Back up in Androscoggin, in the early afternoon. After checking out the homes of several second-year transfers who lived in the area, Clayton and Hanai arrived at the final spot on their list.
“The Mozhzhevelnik twins of Class 2-B,” Clayton read off from the paper in his hands. “More commonly known as Fire and Ice.”
The two young men, standing at the curb of the neighborhood street, looked up at the twins’ residence - a tall house painted a striking purple, complete with black balconies and and white columns. That made Clayton rub his chin in thought.
“I mean, the address checks out,” he supposed. “But their records state that the family arrived here around five years ago. Could they really have afforded a house like this in such a short period of time?”

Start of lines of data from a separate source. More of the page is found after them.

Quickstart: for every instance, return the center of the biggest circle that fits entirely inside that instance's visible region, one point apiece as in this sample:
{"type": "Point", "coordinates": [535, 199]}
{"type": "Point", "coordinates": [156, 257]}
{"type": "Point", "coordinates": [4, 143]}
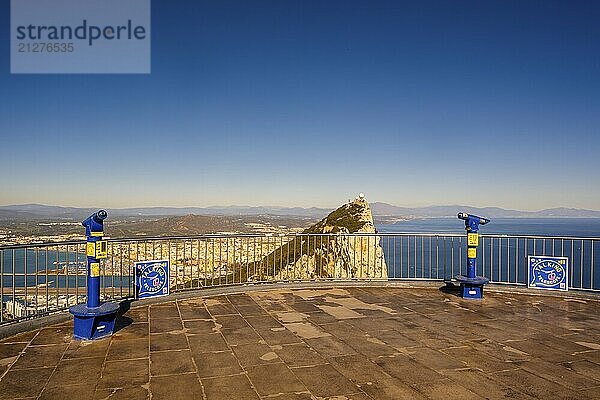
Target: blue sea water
{"type": "Point", "coordinates": [573, 227]}
{"type": "Point", "coordinates": [412, 256]}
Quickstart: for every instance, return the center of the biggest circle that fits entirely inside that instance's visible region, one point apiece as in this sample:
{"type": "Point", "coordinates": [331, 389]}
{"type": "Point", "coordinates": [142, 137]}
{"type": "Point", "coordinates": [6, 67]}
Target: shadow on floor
{"type": "Point", "coordinates": [122, 321]}
{"type": "Point", "coordinates": [451, 288]}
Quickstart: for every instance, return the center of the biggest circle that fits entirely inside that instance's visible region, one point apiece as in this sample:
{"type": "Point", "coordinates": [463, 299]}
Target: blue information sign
{"type": "Point", "coordinates": [548, 272]}
{"type": "Point", "coordinates": [152, 278]}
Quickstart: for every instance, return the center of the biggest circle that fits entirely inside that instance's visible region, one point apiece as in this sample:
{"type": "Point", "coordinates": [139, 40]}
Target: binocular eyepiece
{"type": "Point", "coordinates": [94, 221]}
{"type": "Point", "coordinates": [466, 217]}
{"type": "Point", "coordinates": [100, 215]}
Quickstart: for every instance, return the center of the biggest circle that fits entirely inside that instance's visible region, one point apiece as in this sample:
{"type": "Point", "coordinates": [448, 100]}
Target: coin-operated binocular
{"type": "Point", "coordinates": [471, 286]}
{"type": "Point", "coordinates": [94, 320]}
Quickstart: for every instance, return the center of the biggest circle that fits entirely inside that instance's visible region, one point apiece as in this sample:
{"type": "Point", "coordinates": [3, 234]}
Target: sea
{"type": "Point", "coordinates": [412, 256]}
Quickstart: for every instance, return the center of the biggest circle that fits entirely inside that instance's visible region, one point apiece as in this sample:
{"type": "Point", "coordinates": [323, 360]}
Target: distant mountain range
{"type": "Point", "coordinates": [381, 211]}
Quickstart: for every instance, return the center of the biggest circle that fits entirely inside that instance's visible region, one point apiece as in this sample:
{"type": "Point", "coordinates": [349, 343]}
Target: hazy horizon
{"type": "Point", "coordinates": [286, 206]}
{"type": "Point", "coordinates": [303, 103]}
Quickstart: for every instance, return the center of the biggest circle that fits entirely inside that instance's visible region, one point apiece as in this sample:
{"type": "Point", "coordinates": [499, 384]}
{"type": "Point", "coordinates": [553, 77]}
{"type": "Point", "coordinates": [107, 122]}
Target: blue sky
{"type": "Point", "coordinates": [488, 103]}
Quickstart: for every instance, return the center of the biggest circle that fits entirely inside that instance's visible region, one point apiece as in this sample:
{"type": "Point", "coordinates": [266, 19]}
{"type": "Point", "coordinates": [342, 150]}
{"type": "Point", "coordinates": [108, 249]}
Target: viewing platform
{"type": "Point", "coordinates": [361, 341]}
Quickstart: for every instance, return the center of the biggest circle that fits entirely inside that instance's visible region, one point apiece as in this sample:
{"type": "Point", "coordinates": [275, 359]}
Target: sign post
{"type": "Point", "coordinates": [551, 273]}
{"type": "Point", "coordinates": [151, 278]}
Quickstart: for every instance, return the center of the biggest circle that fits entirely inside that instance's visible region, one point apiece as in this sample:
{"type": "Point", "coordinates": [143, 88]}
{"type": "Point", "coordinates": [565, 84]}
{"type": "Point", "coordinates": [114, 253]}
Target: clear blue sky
{"type": "Point", "coordinates": [306, 103]}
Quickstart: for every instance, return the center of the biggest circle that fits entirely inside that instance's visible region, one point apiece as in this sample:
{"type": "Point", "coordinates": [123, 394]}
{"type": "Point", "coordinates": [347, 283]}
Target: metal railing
{"type": "Point", "coordinates": [39, 279]}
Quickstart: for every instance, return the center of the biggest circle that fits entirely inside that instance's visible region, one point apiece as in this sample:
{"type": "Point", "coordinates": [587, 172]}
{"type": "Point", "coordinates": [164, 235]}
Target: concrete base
{"type": "Point", "coordinates": [92, 323]}
{"type": "Point", "coordinates": [471, 288]}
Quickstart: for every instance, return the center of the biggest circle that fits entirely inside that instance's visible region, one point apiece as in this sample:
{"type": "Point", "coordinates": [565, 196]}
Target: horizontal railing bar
{"type": "Point", "coordinates": [291, 235]}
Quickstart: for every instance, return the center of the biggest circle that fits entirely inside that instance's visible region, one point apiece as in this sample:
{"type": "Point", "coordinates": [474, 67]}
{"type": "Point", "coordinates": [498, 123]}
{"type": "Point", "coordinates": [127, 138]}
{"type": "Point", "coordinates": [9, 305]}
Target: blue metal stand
{"type": "Point", "coordinates": [471, 286]}
{"type": "Point", "coordinates": [94, 320]}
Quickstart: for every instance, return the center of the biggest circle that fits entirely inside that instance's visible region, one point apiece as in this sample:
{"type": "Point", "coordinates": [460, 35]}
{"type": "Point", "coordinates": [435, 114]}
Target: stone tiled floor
{"type": "Point", "coordinates": [341, 343]}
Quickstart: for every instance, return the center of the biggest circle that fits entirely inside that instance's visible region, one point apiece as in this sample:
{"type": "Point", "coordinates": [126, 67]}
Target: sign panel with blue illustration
{"type": "Point", "coordinates": [152, 278]}
{"type": "Point", "coordinates": [548, 272]}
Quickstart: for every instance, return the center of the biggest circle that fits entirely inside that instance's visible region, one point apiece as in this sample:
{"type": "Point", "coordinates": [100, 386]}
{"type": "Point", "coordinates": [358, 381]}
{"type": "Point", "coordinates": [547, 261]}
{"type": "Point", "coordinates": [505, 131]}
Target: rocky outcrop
{"type": "Point", "coordinates": [343, 245]}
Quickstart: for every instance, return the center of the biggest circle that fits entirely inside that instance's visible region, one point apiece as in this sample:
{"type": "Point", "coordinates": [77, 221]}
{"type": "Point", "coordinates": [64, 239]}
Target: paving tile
{"type": "Point", "coordinates": [133, 331]}
{"type": "Point", "coordinates": [176, 387]}
{"type": "Point", "coordinates": [388, 388]}
{"type": "Point", "coordinates": [24, 337]}
{"type": "Point", "coordinates": [199, 326]}
{"type": "Point", "coordinates": [229, 387]}
{"type": "Point", "coordinates": [585, 368]}
{"type": "Point", "coordinates": [221, 309]}
{"type": "Point", "coordinates": [233, 321]}
{"type": "Point", "coordinates": [251, 310]}
{"type": "Point", "coordinates": [129, 393]}
{"type": "Point", "coordinates": [167, 310]}
{"type": "Point", "coordinates": [408, 370]}
{"type": "Point", "coordinates": [263, 321]}
{"type": "Point", "coordinates": [273, 379]}
{"type": "Point", "coordinates": [359, 369]}
{"type": "Point", "coordinates": [325, 381]}
{"type": "Point", "coordinates": [76, 371]}
{"type": "Point", "coordinates": [255, 354]}
{"type": "Point", "coordinates": [557, 373]}
{"type": "Point", "coordinates": [299, 396]}
{"type": "Point", "coordinates": [10, 350]}
{"type": "Point", "coordinates": [124, 373]}
{"type": "Point", "coordinates": [298, 355]}
{"type": "Point", "coordinates": [24, 383]}
{"type": "Point", "coordinates": [478, 360]}
{"type": "Point", "coordinates": [55, 335]}
{"type": "Point", "coordinates": [166, 325]}
{"type": "Point", "coordinates": [171, 362]}
{"type": "Point", "coordinates": [206, 343]}
{"type": "Point", "coordinates": [446, 389]}
{"type": "Point", "coordinates": [330, 347]}
{"type": "Point", "coordinates": [534, 385]}
{"type": "Point", "coordinates": [193, 312]}
{"type": "Point", "coordinates": [40, 356]}
{"type": "Point", "coordinates": [216, 364]}
{"type": "Point", "coordinates": [83, 348]}
{"type": "Point", "coordinates": [244, 335]}
{"type": "Point", "coordinates": [240, 299]}
{"type": "Point", "coordinates": [128, 349]}
{"type": "Point", "coordinates": [434, 359]}
{"type": "Point", "coordinates": [168, 341]}
{"type": "Point", "coordinates": [138, 314]}
{"type": "Point", "coordinates": [479, 383]}
{"type": "Point", "coordinates": [82, 391]}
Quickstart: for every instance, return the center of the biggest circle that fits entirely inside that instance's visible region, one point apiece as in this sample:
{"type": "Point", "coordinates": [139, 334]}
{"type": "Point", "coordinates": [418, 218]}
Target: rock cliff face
{"type": "Point", "coordinates": [343, 245]}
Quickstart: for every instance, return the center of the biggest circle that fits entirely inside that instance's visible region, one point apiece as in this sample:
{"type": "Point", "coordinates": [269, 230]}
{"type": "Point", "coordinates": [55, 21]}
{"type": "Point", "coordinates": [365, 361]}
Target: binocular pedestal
{"type": "Point", "coordinates": [94, 320]}
{"type": "Point", "coordinates": [471, 288]}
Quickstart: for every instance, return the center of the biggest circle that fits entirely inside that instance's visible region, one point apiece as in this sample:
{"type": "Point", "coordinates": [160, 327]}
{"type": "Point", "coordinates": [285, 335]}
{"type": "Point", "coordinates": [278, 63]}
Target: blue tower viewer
{"type": "Point", "coordinates": [94, 320]}
{"type": "Point", "coordinates": [472, 285]}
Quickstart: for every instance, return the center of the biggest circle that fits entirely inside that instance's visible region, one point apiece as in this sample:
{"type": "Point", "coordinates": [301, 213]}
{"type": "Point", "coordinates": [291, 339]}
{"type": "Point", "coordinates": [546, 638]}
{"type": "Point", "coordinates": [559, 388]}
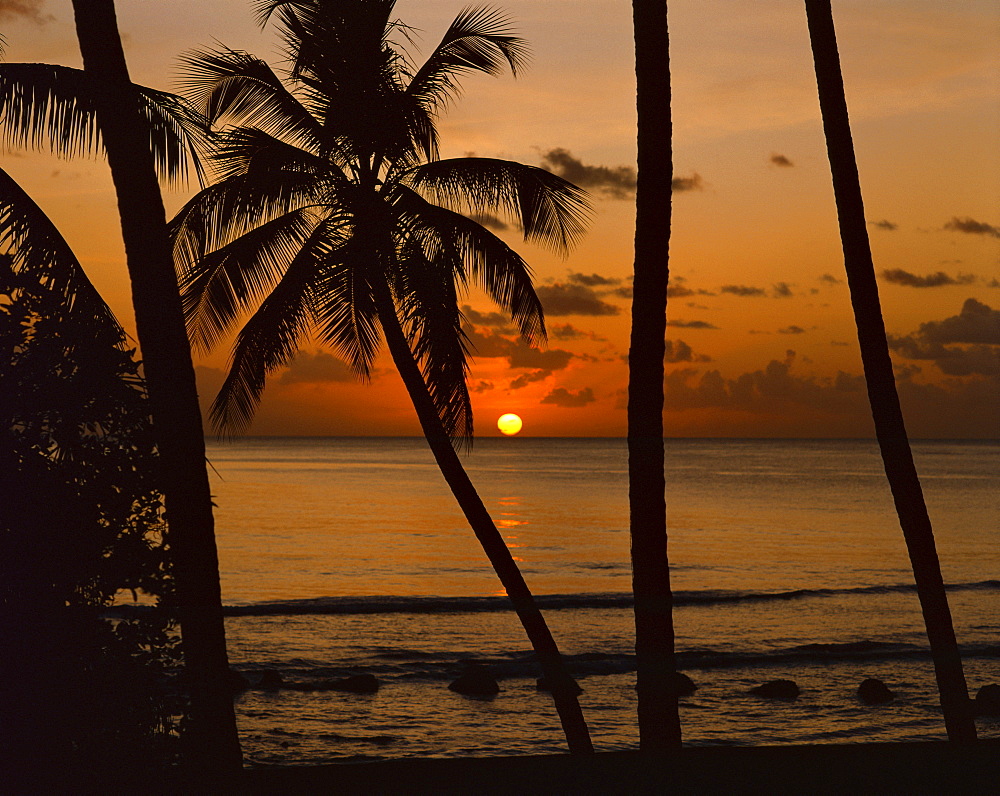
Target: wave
{"type": "Point", "coordinates": [555, 602]}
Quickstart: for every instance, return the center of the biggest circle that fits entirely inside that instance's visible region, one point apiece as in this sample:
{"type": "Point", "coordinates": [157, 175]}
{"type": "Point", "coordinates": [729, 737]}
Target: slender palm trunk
{"type": "Point", "coordinates": [211, 731]}
{"type": "Point", "coordinates": [659, 724]}
{"type": "Point", "coordinates": [564, 689]}
{"type": "Point", "coordinates": [896, 455]}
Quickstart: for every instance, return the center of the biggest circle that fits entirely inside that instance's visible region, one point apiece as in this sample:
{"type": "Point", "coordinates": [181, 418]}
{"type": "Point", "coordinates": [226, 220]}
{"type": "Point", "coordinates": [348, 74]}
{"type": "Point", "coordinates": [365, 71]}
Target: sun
{"type": "Point", "coordinates": [509, 424]}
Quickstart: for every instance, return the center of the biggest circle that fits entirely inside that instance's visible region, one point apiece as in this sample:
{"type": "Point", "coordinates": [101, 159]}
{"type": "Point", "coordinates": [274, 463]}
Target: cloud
{"type": "Point", "coordinates": [573, 299]}
{"type": "Point", "coordinates": [616, 182]}
{"type": "Point", "coordinates": [679, 351]}
{"type": "Point", "coordinates": [490, 222]}
{"type": "Point", "coordinates": [962, 345]}
{"type": "Point", "coordinates": [972, 227]}
{"type": "Point", "coordinates": [692, 324]}
{"type": "Point", "coordinates": [560, 396]}
{"type": "Point", "coordinates": [495, 320]}
{"type": "Point", "coordinates": [692, 183]}
{"type": "Point", "coordinates": [742, 290]}
{"type": "Point", "coordinates": [30, 10]}
{"type": "Point", "coordinates": [593, 280]}
{"type": "Point", "coordinates": [898, 276]}
{"type": "Point", "coordinates": [976, 323]}
{"type": "Point", "coordinates": [314, 368]}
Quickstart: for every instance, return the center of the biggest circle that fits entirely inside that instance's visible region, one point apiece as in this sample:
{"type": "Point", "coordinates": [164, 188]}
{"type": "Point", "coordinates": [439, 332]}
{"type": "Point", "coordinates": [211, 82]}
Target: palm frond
{"type": "Point", "coordinates": [427, 299]}
{"type": "Point", "coordinates": [268, 341]}
{"type": "Point", "coordinates": [479, 40]}
{"type": "Point", "coordinates": [38, 250]}
{"type": "Point", "coordinates": [466, 247]}
{"type": "Point", "coordinates": [550, 210]}
{"type": "Point", "coordinates": [43, 106]}
{"type": "Point", "coordinates": [237, 87]}
{"type": "Point", "coordinates": [225, 283]}
{"type": "Point", "coordinates": [346, 315]}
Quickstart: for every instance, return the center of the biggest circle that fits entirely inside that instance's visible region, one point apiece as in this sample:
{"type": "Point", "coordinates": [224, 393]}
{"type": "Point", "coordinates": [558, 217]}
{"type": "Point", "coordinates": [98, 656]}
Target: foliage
{"type": "Point", "coordinates": [329, 190]}
{"type": "Point", "coordinates": [80, 515]}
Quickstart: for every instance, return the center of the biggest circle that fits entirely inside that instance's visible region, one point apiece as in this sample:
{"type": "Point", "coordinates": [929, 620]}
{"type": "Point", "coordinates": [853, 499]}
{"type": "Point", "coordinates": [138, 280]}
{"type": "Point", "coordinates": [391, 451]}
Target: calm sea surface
{"type": "Point", "coordinates": [349, 555]}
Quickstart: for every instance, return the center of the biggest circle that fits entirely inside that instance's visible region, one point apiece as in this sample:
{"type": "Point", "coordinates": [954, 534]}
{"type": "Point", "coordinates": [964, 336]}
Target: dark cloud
{"type": "Point", "coordinates": [594, 280]}
{"type": "Point", "coordinates": [24, 9]}
{"type": "Point", "coordinates": [976, 323]}
{"type": "Point", "coordinates": [692, 183]}
{"type": "Point", "coordinates": [679, 351]}
{"type": "Point", "coordinates": [616, 182]}
{"type": "Point", "coordinates": [495, 320]}
{"type": "Point", "coordinates": [691, 325]}
{"type": "Point", "coordinates": [315, 368]}
{"type": "Point", "coordinates": [573, 299]}
{"type": "Point", "coordinates": [742, 290]}
{"type": "Point", "coordinates": [490, 222]}
{"type": "Point", "coordinates": [898, 276]}
{"type": "Point", "coordinates": [972, 227]}
{"type": "Point", "coordinates": [529, 378]}
{"type": "Point", "coordinates": [963, 345]}
{"type": "Point", "coordinates": [560, 396]}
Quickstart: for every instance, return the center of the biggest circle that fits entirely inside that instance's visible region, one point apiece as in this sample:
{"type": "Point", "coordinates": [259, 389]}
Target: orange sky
{"type": "Point", "coordinates": [761, 340]}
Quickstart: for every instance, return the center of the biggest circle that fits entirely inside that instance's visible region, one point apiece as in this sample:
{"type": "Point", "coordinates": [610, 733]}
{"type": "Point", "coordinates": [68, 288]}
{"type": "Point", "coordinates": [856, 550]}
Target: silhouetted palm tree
{"type": "Point", "coordinates": [121, 115]}
{"type": "Point", "coordinates": [659, 725]}
{"type": "Point", "coordinates": [334, 218]}
{"type": "Point", "coordinates": [889, 428]}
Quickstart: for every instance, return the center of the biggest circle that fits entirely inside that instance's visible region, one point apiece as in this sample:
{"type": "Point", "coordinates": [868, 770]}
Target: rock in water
{"type": "Point", "coordinates": [476, 680]}
{"type": "Point", "coordinates": [988, 700]}
{"type": "Point", "coordinates": [874, 692]}
{"type": "Point", "coordinates": [777, 689]}
{"type": "Point", "coordinates": [356, 684]}
{"type": "Point", "coordinates": [270, 680]}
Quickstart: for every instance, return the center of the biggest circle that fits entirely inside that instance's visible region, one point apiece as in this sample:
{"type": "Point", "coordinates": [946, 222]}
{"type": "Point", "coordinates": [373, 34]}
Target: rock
{"type": "Point", "coordinates": [238, 682]}
{"type": "Point", "coordinates": [270, 680]}
{"type": "Point", "coordinates": [875, 692]}
{"type": "Point", "coordinates": [542, 684]}
{"type": "Point", "coordinates": [988, 700]}
{"type": "Point", "coordinates": [356, 684]}
{"type": "Point", "coordinates": [684, 685]}
{"type": "Point", "coordinates": [476, 680]}
{"type": "Point", "coordinates": [777, 689]}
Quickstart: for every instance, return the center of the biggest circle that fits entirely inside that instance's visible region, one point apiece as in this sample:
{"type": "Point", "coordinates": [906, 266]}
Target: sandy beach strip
{"type": "Point", "coordinates": [905, 768]}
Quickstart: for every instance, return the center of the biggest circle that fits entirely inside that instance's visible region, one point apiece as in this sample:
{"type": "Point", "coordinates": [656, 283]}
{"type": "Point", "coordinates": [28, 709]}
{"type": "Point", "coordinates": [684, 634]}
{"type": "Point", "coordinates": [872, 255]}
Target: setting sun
{"type": "Point", "coordinates": [509, 424]}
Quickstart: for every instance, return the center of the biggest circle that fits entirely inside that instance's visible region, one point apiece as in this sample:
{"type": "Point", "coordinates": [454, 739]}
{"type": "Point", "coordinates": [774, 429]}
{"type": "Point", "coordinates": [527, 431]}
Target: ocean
{"type": "Point", "coordinates": [344, 556]}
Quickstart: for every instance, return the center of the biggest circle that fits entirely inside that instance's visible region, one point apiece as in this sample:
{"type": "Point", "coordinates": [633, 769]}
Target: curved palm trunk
{"type": "Point", "coordinates": [896, 455]}
{"type": "Point", "coordinates": [659, 724]}
{"type": "Point", "coordinates": [564, 689]}
{"type": "Point", "coordinates": [211, 733]}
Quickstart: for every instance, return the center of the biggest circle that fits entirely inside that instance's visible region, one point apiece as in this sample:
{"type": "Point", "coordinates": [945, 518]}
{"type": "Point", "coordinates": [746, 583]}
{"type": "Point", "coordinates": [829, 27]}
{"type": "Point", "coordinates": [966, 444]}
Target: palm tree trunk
{"type": "Point", "coordinates": [893, 442]}
{"type": "Point", "coordinates": [659, 723]}
{"type": "Point", "coordinates": [211, 732]}
{"type": "Point", "coordinates": [564, 689]}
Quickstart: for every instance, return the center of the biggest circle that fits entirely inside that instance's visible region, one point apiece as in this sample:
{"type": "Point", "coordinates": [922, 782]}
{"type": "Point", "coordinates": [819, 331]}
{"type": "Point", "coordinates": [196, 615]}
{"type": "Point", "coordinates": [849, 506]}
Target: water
{"type": "Point", "coordinates": [346, 556]}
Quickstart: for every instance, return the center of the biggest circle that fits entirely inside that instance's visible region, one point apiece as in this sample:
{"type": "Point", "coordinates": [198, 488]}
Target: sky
{"type": "Point", "coordinates": [761, 340]}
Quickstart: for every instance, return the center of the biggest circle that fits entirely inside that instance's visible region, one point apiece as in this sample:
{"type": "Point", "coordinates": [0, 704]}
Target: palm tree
{"type": "Point", "coordinates": [211, 733]}
{"type": "Point", "coordinates": [334, 218]}
{"type": "Point", "coordinates": [897, 457]}
{"type": "Point", "coordinates": [659, 724]}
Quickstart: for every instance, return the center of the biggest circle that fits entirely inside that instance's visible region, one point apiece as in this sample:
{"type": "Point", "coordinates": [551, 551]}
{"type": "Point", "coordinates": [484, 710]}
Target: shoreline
{"type": "Point", "coordinates": [924, 767]}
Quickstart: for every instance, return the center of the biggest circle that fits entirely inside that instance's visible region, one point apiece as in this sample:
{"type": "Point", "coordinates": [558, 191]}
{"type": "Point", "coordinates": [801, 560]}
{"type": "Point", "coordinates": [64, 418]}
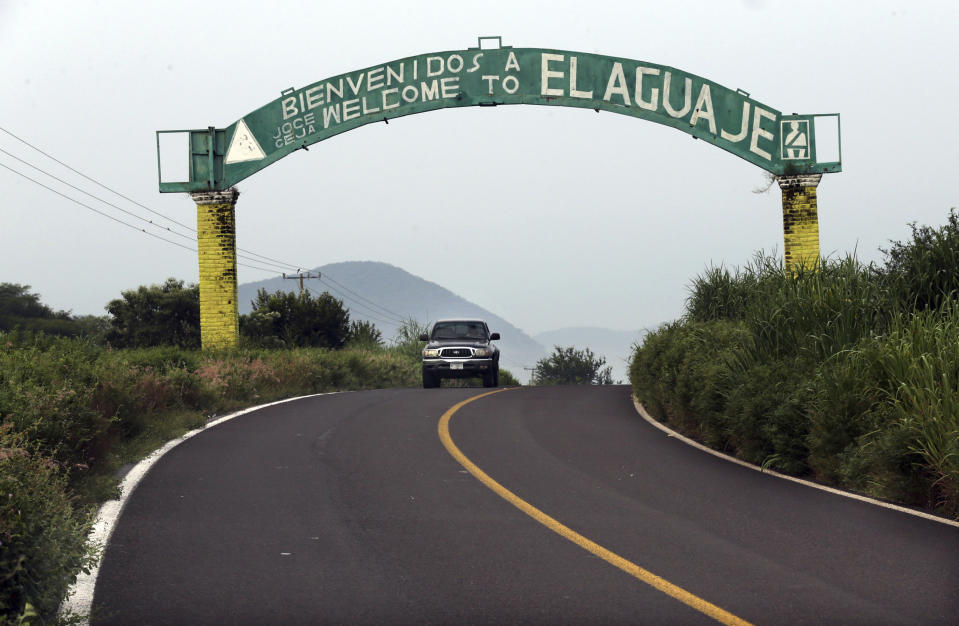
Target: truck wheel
{"type": "Point", "coordinates": [489, 380]}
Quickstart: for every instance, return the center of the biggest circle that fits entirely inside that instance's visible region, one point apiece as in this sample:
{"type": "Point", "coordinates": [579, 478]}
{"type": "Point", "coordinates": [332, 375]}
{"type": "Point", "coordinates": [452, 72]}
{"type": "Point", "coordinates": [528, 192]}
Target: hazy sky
{"type": "Point", "coordinates": [577, 219]}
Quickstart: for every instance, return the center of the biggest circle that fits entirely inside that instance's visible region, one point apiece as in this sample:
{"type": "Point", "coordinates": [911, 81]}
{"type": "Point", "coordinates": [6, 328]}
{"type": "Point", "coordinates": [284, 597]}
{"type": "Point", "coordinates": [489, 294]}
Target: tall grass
{"type": "Point", "coordinates": [849, 374]}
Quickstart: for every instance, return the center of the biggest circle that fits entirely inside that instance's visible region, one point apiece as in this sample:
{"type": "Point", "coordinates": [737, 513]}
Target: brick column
{"type": "Point", "coordinates": [800, 221]}
{"type": "Point", "coordinates": [216, 242]}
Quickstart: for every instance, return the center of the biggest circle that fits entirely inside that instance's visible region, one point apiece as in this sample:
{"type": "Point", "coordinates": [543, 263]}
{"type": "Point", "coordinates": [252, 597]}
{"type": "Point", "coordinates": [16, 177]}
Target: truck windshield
{"type": "Point", "coordinates": [459, 330]}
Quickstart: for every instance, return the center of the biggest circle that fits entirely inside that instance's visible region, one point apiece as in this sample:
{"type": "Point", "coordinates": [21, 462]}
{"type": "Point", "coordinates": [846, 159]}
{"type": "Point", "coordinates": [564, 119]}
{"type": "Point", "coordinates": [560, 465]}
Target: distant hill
{"type": "Point", "coordinates": [386, 295]}
{"type": "Point", "coordinates": [614, 345]}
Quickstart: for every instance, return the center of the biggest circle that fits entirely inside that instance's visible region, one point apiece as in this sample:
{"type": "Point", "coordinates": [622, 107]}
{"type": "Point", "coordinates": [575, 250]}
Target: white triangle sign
{"type": "Point", "coordinates": [243, 146]}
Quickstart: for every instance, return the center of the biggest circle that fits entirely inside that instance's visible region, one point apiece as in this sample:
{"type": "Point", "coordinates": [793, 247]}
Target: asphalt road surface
{"type": "Point", "coordinates": [348, 508]}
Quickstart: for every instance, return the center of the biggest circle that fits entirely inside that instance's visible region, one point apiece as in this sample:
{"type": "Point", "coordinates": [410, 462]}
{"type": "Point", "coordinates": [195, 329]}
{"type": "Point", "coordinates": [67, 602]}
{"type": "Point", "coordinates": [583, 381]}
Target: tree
{"type": "Point", "coordinates": [288, 319]}
{"type": "Point", "coordinates": [569, 366]}
{"type": "Point", "coordinates": [167, 314]}
{"type": "Point", "coordinates": [364, 334]}
{"type": "Point", "coordinates": [21, 309]}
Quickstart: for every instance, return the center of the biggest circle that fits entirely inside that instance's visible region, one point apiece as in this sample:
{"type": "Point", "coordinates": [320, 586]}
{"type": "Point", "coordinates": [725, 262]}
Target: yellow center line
{"type": "Point", "coordinates": [674, 591]}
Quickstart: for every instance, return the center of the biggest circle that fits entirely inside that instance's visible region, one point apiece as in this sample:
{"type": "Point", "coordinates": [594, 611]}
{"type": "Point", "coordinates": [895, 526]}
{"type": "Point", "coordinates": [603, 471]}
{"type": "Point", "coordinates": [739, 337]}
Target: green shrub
{"type": "Point", "coordinates": [42, 535]}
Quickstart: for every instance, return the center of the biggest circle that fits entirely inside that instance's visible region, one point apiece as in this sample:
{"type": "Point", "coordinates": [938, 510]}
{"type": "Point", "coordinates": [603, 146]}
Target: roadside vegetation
{"type": "Point", "coordinates": [82, 396]}
{"type": "Point", "coordinates": [568, 365]}
{"type": "Point", "coordinates": [848, 375]}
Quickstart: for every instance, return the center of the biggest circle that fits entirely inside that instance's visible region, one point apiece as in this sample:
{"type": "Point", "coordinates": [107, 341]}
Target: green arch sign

“Mrs. Mozhzhevelnik is a world-class pianist,” Hanai reminded him.
Clayton let the feeling of wealth emanating from the mansion ensconce him. Being a pianist can buy you this much?
He let out a whistle, then Hanai got the show on the road. As the two headed up the long brick path to the house, passing by stone statues and hedgerows, Clayton noticed his partner looked a little antsy.
“Something on your mind?” he asked.
Hanai adjusted his glasses. “Let’s get this done quick. I want to be on the six o’clock train out of here to Salem Slot.”
Clayton gave him an easy smile. “Quick is my middle name.”
The two arrived at a set of thick mahogany doors. After a taking a moment to simply look at all the signs of opulence around them - stone Roman emperors and American presidents, thick patches of red chrysanthemums, and an artisan-designed door knocker shaped like a Russian bear - Clayton grabbed the metal ring in the bear’s mouth and gave the door a strong knock. The sound echoed with authority across the lawn.
After a moment, a woman dressed in a purple sundress - despite it being late autumn - answered the door. Red hair with a hint of gray curled down to around the nape of her neck, around which she wore an expensive-looking necklace of pearls.
Clayton looked down at the paper in confusion. “Huh…you’re not Fire or Ice. I didn’t know they were actually triplets.”
The woman gave him a cheeky smile. “Actually…I’m their mother.”
Clayton looked at her in surprise and gave her a cheeky grin. “No way.”
Mrs. Mozhzhevelnik pointed at herself in faux-surprise. “Yes way.”
Hanai deliberately coughed. “Mrs. Mozhzhevelnik-”
“Please,” she interrupted, raising a hand. “Call me Charlotte.”
That was certainly a lot easier to say than Mozhzhevelnik, so neither guy complained about it. “Charlotte,” Hanai continued. “I’m Hanai Hazaki and this is Clayton Wesley. We’re seniors at West Narragansett Technical Academy and we're writing our thesis on the students who make up the Academy. Sorry for not calling ahead, but if possible, we’d love to get to know your family circumstances a little better for our paper.”
Charlotte looked them over for a moment; her eyes finally resisted on Clayton, who gave her a goofy grin. “Well, you’re not Russian spies, I can tell you that much.” She opened the door. “Please, I’d love to tell you about myself.”
“We’d be interested in Fire and Ice as well,” Hanai spoke as they followed her inside.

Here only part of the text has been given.